Ao mesmo tempo, em outro posto de solicitação do benefício, a quantidade enorme de pessoas na fila se repetia. Na já terceira tentativa de garantir o benefício no Sistema Nacional de Emprego (Sine) da Marambaia, Paula Gabriela Ferreira não imaginava que tantas outras pessoas estivessem na mesma situação que ela. “Eu fiquei desempregada em maio e desde lá eu tô tentando dá entrada no seguro, mas nunca consigo porque é sempre muita gente. Teve um dia que eu cheguei aqui à meia-noite e já tinha mais de 60 pessoas esperando”, surpreendeu-se. “Tem muita gente desempregada. Eu fiquei surpresa com a quantidade de gente desempregada que eu vi aqui. Parece que tão mais demitindo do que empregando”.
Ainda aos 23 anos de idade, Paula se viu sem emprego após trabalhar por um ano e dois meses como operadora de caixa em uma rede de lojas. Da empresa em que trabalhava, não foi a única demitida. “Que eu saiba, foram mais ou menos umas vinte pessoas demitidas. Só da loja que eu trabalhava fui eu e mais uma”, contabiliza. “Mês de maio e junho eles demitiram muita gente”.

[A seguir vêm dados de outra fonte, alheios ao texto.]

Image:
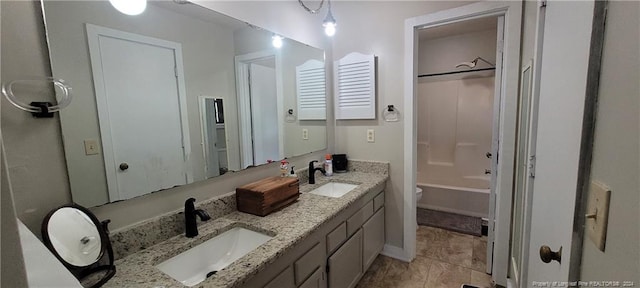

Com o nível médio completo, o emprego perdido foi o primeiro já conquistado pela jovem. Era com a renda de um salário mínimo que ela ajudava a manter a casa onde mora com o marido, as duas filhas e a mãe. Diminuída a renda desde maio deste ano, quando foi informada que não receberia mais salário, a preocupação com o sustento das crianças de cinco e oito anos é inevitável.
“Quando a gente é sozinho é uma coisa, dá um jeito, mas com criança... a gente fica pensando se vai conseguir outro emprego, se não vai conseguir. As minhas filhas pedem as coisas e não tem como dar. Criança sempre necessita, né?”, inquieta-se. “O mercado tá difícil, não favorece muito não. Se tu vens de uma empresa que não tem muito nome, é mais difícil ainda. Eu queria logo era trabalhar”.